# LSTM Fine-Tuning for Stock Prediction (Dummy Data)

Notebook ini membangun baseline model LSTM dan skenario fine-tuning menggunakan data saham dummy yang realistis. Fokus: pipeline yang terstruktur, reproducible, dan evaluasi yang jelas.

In [None]:
import os, sys, warnings, json
import numpy as np
import pandas as pd
import matplotlib.pyplot as plt
import seaborn as sns
from datetime import datetime

import tensorflow as tf
from tensorflow.keras.models import Sequential
from tensorflow.keras.layers import LSTM, Dense, Dropout, BatchNormalization
from tensorflow.keras.optimizers import Adam
from tensorflow.keras.callbacks import EarlyStopping, ReduceLROnPlateau

from sklearn.preprocessing import MinMaxScaler

# Local imports
sys.path.append(os.getcwd())
from src.data_generator import generate_stock_data, create_time_series_features
from src.utils import calculate_metrics, plot_stock_predictions, plot_training_history, save_model_summary

warnings.filterwarnings('ignore')
plt.style.use('seaborn-v0_8')
plt.rcParams['figure.figsize'] = (12, 6)

print('TensorFlow:', tf.__version__)

In [None]:
# Config
SEED = 42
SOURCE_SEED = 101
TARGET_SEED = 202

SEQ_LEN = 60
BATCH_SIZE = 64
EPOCHS_BASELINE = 25
EPOCHS_PRETRAIN = 30
EPOCHS_FT_HEAD = 15
EPOCHS_FT_FULL = 10

LR_BASE = 1e-3
LR_FT = 1e-4
LR_FT_FULL = 5e-5

N_DAYS_SOURCE = 1500
N_DAYS_TARGET = 1000
SOURCE_START_PRICE = 100.0
TARGET_START_PRICE = 60.0
SOURCE_VOL = 0.015
TARGET_VOL = 0.025

TARGET_COL = 'Close'

OUT_DIR = 'notebooks'
MODEL_PATH = os.path.join(OUT_DIR, 'best_lstm_finetune_model.keras')
SUMMARY_PATH = os.path.join(OUT_DIR, 'best_lstm_finetune_model.txt')
METRICS_PATH = os.path.join(OUT_DIR, 'lstm_finetune_metrics.csv')

np.random.seed(SEED)
tf.random.set_seed(SEED)
os.makedirs(OUT_DIR, exist_ok=True)
print('Seeds set. Output dir:', OUT_DIR)

## Generate Dummy Data + Features

In [None]:
print('Generating source/target datasets...')
src_df = generate_stock_data(n_days=N_DAYS_SOURCE, start_price=SOURCE_START_PRICE, volatility=SOURCE_VOL, seed=SOURCE_SEED)
tgt_df = generate_stock_data(n_days=N_DAYS_TARGET, start_price=TARGET_START_PRICE, volatility=TARGET_VOL, seed=TARGET_SEED)

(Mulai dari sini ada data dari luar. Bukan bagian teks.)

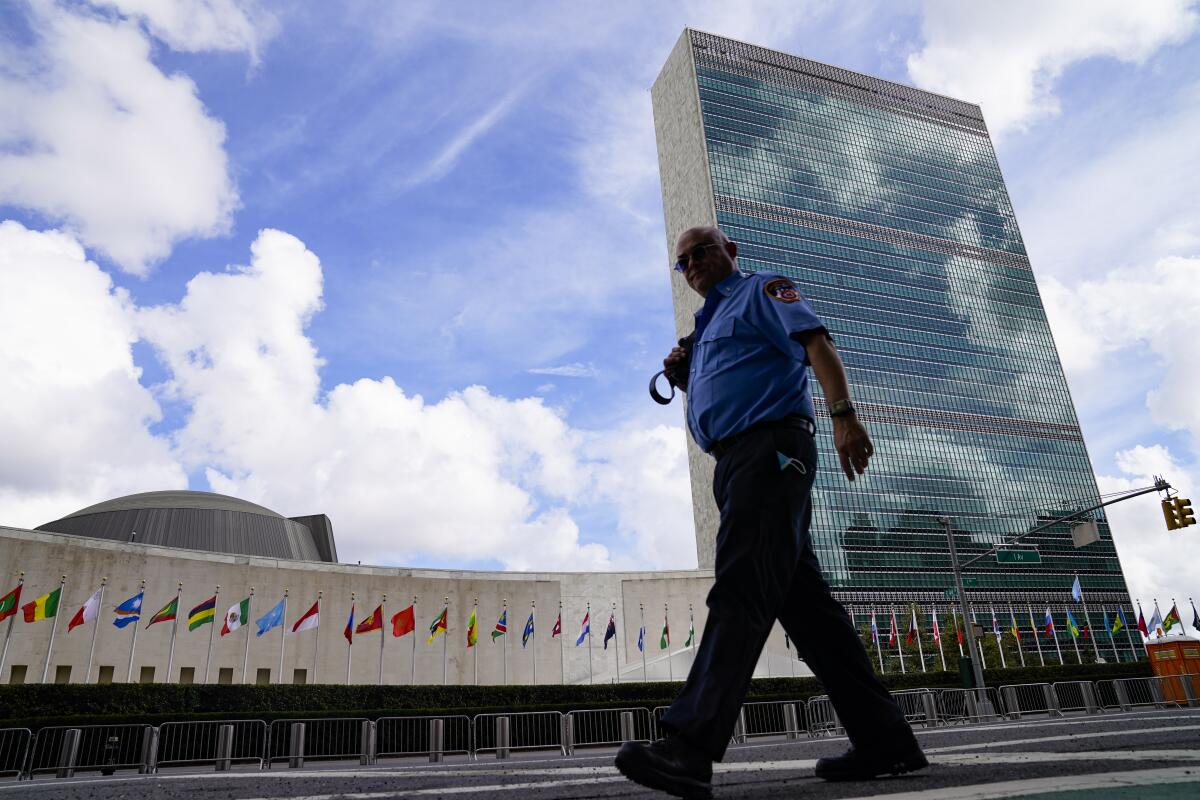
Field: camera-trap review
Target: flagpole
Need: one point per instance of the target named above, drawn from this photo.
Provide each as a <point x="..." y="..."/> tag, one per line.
<point x="49" y="647"/>
<point x="95" y="627"/>
<point x="316" y="643"/>
<point x="349" y="642"/>
<point x="245" y="624"/>
<point x="666" y="624"/>
<point x="12" y="618"/>
<point x="1035" y="630"/>
<point x="940" y="653"/>
<point x="283" y="625"/>
<point x="1020" y="645"/>
<point x="213" y="626"/>
<point x="133" y="644"/>
<point x="641" y="632"/>
<point x="174" y="629"/>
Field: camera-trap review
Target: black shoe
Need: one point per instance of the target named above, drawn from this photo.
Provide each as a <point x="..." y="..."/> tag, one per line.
<point x="867" y="763"/>
<point x="670" y="765"/>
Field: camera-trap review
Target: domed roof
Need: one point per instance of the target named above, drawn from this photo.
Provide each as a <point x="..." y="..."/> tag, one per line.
<point x="203" y="521"/>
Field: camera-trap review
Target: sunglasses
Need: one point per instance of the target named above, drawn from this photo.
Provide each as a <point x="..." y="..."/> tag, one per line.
<point x="695" y="254"/>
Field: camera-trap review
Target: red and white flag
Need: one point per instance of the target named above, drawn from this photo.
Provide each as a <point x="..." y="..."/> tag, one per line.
<point x="87" y="613"/>
<point x="309" y="620"/>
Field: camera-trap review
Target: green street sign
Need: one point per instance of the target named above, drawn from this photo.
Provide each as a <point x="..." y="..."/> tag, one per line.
<point x="1018" y="557"/>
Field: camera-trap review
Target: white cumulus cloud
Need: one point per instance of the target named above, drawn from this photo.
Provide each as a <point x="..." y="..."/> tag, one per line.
<point x="1007" y="56"/>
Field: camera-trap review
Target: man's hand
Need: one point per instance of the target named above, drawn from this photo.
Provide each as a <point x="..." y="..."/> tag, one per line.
<point x="855" y="447"/>
<point x="677" y="355"/>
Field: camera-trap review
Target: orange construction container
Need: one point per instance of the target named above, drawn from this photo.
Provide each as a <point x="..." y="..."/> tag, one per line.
<point x="1176" y="655"/>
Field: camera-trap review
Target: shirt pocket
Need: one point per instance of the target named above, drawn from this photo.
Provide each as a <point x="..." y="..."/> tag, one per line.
<point x="718" y="346"/>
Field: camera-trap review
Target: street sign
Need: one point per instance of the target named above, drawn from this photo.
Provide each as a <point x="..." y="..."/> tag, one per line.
<point x="1018" y="557"/>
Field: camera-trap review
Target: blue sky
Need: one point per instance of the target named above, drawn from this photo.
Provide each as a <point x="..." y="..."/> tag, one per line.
<point x="405" y="263"/>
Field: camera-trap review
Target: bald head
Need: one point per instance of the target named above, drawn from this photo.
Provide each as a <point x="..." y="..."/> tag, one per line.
<point x="709" y="256"/>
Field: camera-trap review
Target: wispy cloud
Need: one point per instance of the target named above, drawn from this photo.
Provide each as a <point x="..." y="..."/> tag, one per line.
<point x="567" y="371"/>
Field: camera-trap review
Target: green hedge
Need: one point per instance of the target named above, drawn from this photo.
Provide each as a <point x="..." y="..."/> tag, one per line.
<point x="37" y="705"/>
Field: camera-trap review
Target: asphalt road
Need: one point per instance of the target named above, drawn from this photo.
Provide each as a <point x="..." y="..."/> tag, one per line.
<point x="1109" y="757"/>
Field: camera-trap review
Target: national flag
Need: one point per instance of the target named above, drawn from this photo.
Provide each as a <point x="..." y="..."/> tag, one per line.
<point x="438" y="625"/>
<point x="526" y="633"/>
<point x="373" y="623"/>
<point x="403" y="621"/>
<point x="1071" y="625"/>
<point x="309" y="620"/>
<point x="502" y="625"/>
<point x="235" y="617"/>
<point x="202" y="614"/>
<point x="87" y="612"/>
<point x="10" y="602"/>
<point x="273" y="618"/>
<point x="167" y="613"/>
<point x="129" y="612"/>
<point x="43" y="607"/>
<point x="1171" y="619"/>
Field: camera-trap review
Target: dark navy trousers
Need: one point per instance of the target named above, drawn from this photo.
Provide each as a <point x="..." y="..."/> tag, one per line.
<point x="767" y="570"/>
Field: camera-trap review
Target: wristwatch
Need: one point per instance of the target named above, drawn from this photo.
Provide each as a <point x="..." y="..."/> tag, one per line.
<point x="841" y="408"/>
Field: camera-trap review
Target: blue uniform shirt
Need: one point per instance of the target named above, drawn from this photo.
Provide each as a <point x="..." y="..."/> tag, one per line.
<point x="747" y="364"/>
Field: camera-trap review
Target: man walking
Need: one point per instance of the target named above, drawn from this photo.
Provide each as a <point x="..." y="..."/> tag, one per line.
<point x="750" y="407"/>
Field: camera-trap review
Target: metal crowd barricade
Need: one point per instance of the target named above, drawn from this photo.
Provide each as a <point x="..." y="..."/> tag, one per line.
<point x="772" y="719"/>
<point x="592" y="727"/>
<point x="432" y="737"/>
<point x="101" y="747"/>
<point x="1077" y="696"/>
<point x="1021" y="699"/>
<point x="13" y="750"/>
<point x="967" y="705"/>
<point x="503" y="733"/>
<point x="221" y="743"/>
<point x="822" y="719"/>
<point x="321" y="739"/>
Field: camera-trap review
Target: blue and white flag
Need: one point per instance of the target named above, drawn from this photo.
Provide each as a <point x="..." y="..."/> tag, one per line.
<point x="273" y="618"/>
<point x="129" y="612"/>
<point x="585" y="629"/>
<point x="528" y="631"/>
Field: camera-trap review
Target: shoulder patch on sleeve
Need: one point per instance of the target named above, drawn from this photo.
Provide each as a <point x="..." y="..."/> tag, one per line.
<point x="781" y="289"/>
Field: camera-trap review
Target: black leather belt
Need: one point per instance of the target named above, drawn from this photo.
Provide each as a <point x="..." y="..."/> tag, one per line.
<point x="796" y="421"/>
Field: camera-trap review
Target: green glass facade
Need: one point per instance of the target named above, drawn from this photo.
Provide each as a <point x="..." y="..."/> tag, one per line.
<point x="888" y="209"/>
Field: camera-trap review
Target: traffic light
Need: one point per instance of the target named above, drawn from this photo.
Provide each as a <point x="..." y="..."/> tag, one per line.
<point x="1183" y="513"/>
<point x="1171" y="515"/>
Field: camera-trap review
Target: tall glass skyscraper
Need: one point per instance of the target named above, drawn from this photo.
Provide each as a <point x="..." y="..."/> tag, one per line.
<point x="886" y="205"/>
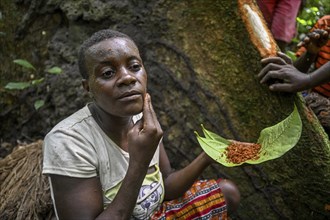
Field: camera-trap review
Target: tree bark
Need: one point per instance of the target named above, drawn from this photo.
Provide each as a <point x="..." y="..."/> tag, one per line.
<point x="202" y="66"/>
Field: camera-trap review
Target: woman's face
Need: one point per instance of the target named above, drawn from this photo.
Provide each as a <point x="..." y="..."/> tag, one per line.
<point x="117" y="78"/>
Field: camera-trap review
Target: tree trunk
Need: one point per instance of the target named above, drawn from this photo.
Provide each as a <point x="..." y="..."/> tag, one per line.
<point x="202" y="67"/>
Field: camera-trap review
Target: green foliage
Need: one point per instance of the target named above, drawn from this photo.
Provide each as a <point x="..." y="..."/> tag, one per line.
<point x="55" y="70"/>
<point x="24" y="63"/>
<point x="17" y="85"/>
<point x="38" y="104"/>
<point x="24" y="85"/>
<point x="275" y="141"/>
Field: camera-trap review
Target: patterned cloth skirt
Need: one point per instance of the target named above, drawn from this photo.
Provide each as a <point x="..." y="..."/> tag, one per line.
<point x="204" y="200"/>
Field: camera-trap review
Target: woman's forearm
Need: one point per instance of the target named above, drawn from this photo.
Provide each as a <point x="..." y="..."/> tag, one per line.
<point x="304" y="62"/>
<point x="178" y="182"/>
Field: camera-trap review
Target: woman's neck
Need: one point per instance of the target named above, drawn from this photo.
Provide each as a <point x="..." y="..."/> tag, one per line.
<point x="115" y="127"/>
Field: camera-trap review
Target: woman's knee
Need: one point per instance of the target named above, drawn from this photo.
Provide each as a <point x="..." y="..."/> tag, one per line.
<point x="231" y="193"/>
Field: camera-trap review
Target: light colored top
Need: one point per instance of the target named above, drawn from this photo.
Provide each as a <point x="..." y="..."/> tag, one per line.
<point x="78" y="147"/>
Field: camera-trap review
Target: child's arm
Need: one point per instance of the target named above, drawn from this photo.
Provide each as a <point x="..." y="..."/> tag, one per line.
<point x="313" y="43"/>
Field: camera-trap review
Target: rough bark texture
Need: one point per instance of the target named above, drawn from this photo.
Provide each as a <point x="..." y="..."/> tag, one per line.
<point x="202" y="69"/>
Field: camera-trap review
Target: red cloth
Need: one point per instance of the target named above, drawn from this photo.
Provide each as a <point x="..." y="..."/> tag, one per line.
<point x="323" y="56"/>
<point x="280" y="16"/>
<point x="204" y="200"/>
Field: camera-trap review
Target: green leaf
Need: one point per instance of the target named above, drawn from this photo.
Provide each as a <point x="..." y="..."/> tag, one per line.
<point x="55" y="70"/>
<point x="17" y="85"/>
<point x="275" y="141"/>
<point x="280" y="138"/>
<point x="211" y="135"/>
<point x="38" y="104"/>
<point x="24" y="63"/>
<point x="37" y="81"/>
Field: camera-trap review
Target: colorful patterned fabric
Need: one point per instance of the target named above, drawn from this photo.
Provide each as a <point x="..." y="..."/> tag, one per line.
<point x="280" y="16"/>
<point x="323" y="55"/>
<point x="204" y="200"/>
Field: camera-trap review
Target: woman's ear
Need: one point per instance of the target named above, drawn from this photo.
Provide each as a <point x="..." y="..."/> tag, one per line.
<point x="85" y="84"/>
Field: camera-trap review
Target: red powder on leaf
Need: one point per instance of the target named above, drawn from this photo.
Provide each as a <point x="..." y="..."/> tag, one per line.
<point x="239" y="152"/>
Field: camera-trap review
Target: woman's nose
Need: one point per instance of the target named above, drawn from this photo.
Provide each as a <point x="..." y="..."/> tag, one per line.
<point x="126" y="77"/>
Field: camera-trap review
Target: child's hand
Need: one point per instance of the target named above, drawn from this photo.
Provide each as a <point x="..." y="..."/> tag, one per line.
<point x="315" y="40"/>
<point x="144" y="137"/>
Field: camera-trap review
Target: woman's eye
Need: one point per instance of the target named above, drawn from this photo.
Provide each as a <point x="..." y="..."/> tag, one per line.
<point x="108" y="74"/>
<point x="136" y="67"/>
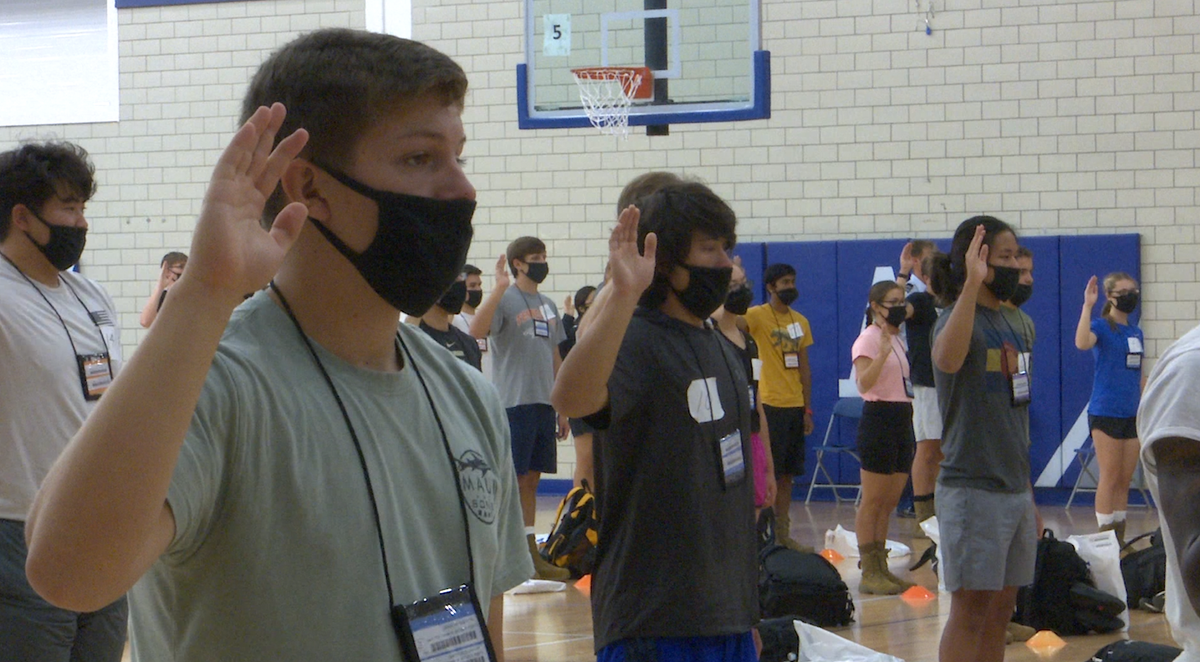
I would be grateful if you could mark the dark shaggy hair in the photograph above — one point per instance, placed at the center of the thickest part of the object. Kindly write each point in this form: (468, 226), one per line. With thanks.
(949, 272)
(336, 83)
(677, 214)
(36, 172)
(642, 186)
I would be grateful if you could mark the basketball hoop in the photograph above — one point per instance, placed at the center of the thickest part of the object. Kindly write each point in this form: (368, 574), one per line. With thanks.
(607, 94)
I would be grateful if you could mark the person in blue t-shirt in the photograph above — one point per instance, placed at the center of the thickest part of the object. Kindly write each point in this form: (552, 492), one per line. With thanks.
(1113, 411)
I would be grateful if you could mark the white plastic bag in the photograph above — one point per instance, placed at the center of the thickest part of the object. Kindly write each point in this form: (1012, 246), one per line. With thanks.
(935, 534)
(1103, 555)
(819, 645)
(845, 542)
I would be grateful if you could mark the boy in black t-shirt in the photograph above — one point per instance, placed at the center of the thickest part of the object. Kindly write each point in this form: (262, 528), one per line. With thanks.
(676, 575)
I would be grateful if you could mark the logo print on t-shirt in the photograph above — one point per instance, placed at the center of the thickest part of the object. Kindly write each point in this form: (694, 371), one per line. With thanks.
(703, 401)
(480, 483)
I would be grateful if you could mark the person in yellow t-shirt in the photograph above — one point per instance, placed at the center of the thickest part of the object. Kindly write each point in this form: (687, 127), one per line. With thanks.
(786, 386)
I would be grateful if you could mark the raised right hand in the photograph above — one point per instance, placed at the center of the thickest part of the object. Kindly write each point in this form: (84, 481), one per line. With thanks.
(906, 259)
(885, 339)
(977, 258)
(503, 280)
(1091, 294)
(232, 254)
(631, 271)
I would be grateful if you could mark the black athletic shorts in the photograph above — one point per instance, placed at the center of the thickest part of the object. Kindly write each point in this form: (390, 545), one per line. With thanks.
(785, 425)
(886, 441)
(1116, 428)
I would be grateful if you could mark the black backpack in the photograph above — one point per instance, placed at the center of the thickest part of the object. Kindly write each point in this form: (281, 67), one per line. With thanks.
(1145, 570)
(797, 584)
(1135, 651)
(780, 643)
(573, 541)
(1063, 597)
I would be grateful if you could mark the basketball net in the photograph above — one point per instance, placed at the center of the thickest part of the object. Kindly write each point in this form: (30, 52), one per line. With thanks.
(606, 94)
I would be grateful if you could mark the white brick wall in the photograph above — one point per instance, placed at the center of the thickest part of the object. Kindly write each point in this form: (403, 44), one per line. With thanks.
(1057, 116)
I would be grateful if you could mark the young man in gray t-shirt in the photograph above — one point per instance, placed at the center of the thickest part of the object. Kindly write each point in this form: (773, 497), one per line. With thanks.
(287, 480)
(523, 329)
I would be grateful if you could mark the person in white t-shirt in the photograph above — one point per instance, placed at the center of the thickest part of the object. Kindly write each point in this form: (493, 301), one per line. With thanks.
(60, 349)
(1169, 428)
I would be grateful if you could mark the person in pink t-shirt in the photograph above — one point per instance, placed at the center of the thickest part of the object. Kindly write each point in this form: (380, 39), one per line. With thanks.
(886, 441)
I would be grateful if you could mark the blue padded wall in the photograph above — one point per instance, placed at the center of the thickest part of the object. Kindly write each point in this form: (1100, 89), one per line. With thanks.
(754, 256)
(1080, 258)
(834, 276)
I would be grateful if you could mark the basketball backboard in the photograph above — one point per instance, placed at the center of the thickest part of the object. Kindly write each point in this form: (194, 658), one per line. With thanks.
(705, 56)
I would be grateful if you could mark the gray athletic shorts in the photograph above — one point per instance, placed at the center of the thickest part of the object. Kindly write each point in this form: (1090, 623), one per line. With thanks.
(988, 539)
(927, 416)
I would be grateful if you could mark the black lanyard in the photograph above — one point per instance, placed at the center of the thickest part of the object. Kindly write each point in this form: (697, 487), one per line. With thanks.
(63, 322)
(363, 462)
(700, 367)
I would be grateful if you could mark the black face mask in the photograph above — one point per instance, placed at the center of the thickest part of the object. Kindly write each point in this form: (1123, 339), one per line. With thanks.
(1003, 283)
(538, 271)
(787, 295)
(64, 247)
(454, 298)
(419, 248)
(1021, 295)
(707, 287)
(1128, 302)
(738, 300)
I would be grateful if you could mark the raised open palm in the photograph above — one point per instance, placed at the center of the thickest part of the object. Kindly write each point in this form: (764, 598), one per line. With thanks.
(232, 254)
(631, 270)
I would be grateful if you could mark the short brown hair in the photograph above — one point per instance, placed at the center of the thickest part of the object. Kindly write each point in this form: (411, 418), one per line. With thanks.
(641, 186)
(922, 247)
(521, 248)
(336, 83)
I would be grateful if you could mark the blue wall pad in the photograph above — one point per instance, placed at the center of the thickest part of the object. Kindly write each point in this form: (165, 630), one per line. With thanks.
(754, 256)
(1080, 258)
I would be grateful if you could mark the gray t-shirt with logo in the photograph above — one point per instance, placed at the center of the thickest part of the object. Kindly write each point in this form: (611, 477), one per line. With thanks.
(985, 439)
(275, 554)
(525, 359)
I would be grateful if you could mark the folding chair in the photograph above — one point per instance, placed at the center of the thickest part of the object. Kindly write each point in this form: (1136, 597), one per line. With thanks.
(1085, 455)
(852, 410)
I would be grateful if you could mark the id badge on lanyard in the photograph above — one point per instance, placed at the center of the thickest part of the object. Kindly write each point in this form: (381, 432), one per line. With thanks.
(1133, 357)
(733, 464)
(1018, 374)
(445, 627)
(95, 374)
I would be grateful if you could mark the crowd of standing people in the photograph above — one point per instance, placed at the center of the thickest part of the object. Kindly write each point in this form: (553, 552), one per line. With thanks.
(277, 421)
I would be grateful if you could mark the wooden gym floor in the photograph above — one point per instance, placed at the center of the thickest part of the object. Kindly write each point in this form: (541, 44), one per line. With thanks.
(557, 627)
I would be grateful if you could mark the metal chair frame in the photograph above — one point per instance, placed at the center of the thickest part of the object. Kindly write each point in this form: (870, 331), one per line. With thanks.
(849, 409)
(1085, 453)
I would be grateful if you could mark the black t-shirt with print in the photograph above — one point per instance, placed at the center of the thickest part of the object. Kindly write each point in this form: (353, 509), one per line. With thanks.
(677, 554)
(921, 330)
(462, 345)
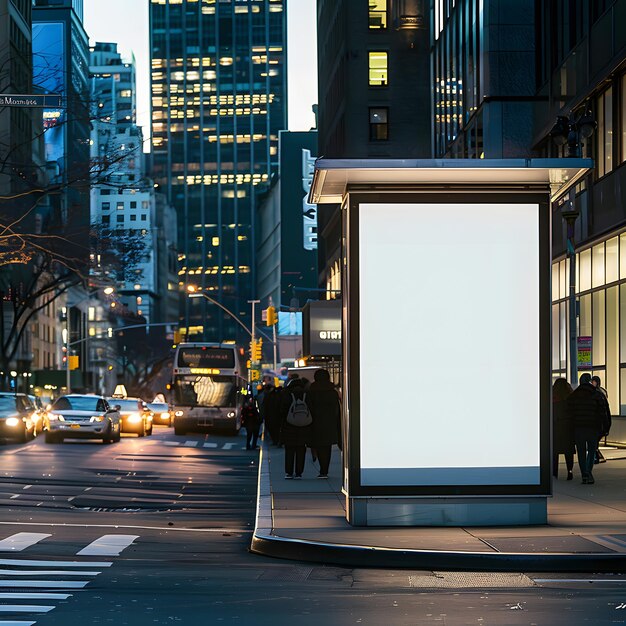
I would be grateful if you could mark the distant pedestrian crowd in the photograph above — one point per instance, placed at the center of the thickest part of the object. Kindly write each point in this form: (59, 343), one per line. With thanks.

src_df = create_time_series_features(src_df)
tgt_df = create_time_series_features(tgt_df)

def clean_features(df):
    df = df.copy()
    numeric_cols = df.select_dtypes(include=[np.number]).columns.tolist()
    df = df[numeric_cols].dropna()
    return df

src_df_clean = clean_features(src_df)
tgt_df_clean = clean_features(tgt_df)

print(f'Source rows: {len(src_df_clean)} | Target rows: {len(tgt_df_clean)}')
print('Feature columns:', list(src_df_clean.columns))

In [None]:
print(f"Source Close range: {src_df_clean['Close'].min():.2f} - {src_df_clean['Close'].max():.2f}")
print(f"Target Close range: {tgt_df_clean['Close'].min():.2f} - {tgt_df_clean['Close'].max():.2f}")
fig, ax = plt.subplots(1, 2, figsize=(14,4))
ax[0].plot(src_df_clean['Close'].values); ax[0].set_title('Source Close'); ax[0].grid(True)
ax[1].plot(tgt_df_clean['Close'].values); ax[1].set_title('Target Close'); ax[1].grid(True)
plt.tight_layout(); plt.show()

## Prepare Sequences (Train/Val/Test)

In [None]:
def build_sequences_scaled(df, target_col, seq_len, train_frac=0.7, val_frac=0.15):
    arr = df.values.astype('float32')
    cols = df.columns.tolist()
    target_idx = cols.index(target_col)
    n = len(arr)
    train_end = int(n * train_frac)
    scaler = MinMaxScaler()
    scaler.fit(arr[:train_end])
    scaled = scaler.transform(arr)
    X, y = [], []
    for i in range(seq_len, n):
        X.append(scaled[i-seq_len:i])
        y.append(scaled[i, target_idx])
    X = np.array(X, dtype='float32')
    y = np.array(y, dtype='float32')
    N = len(X)
    t_train = int(N * train_frac)
    t_val = int(N * val_frac)
    X_train, y_train = X[:t_train], y[:t_train]
    X_val, y_val = X[t_train:t_train+t_val], y[t_train:t_train+t_val]
    X_test, y_test = X[t_train+t_val:], y[t_train+t_val:]
    return (X_train, y_train, X_val, y_val, X_test, y_test, scaler, target_idx, cols)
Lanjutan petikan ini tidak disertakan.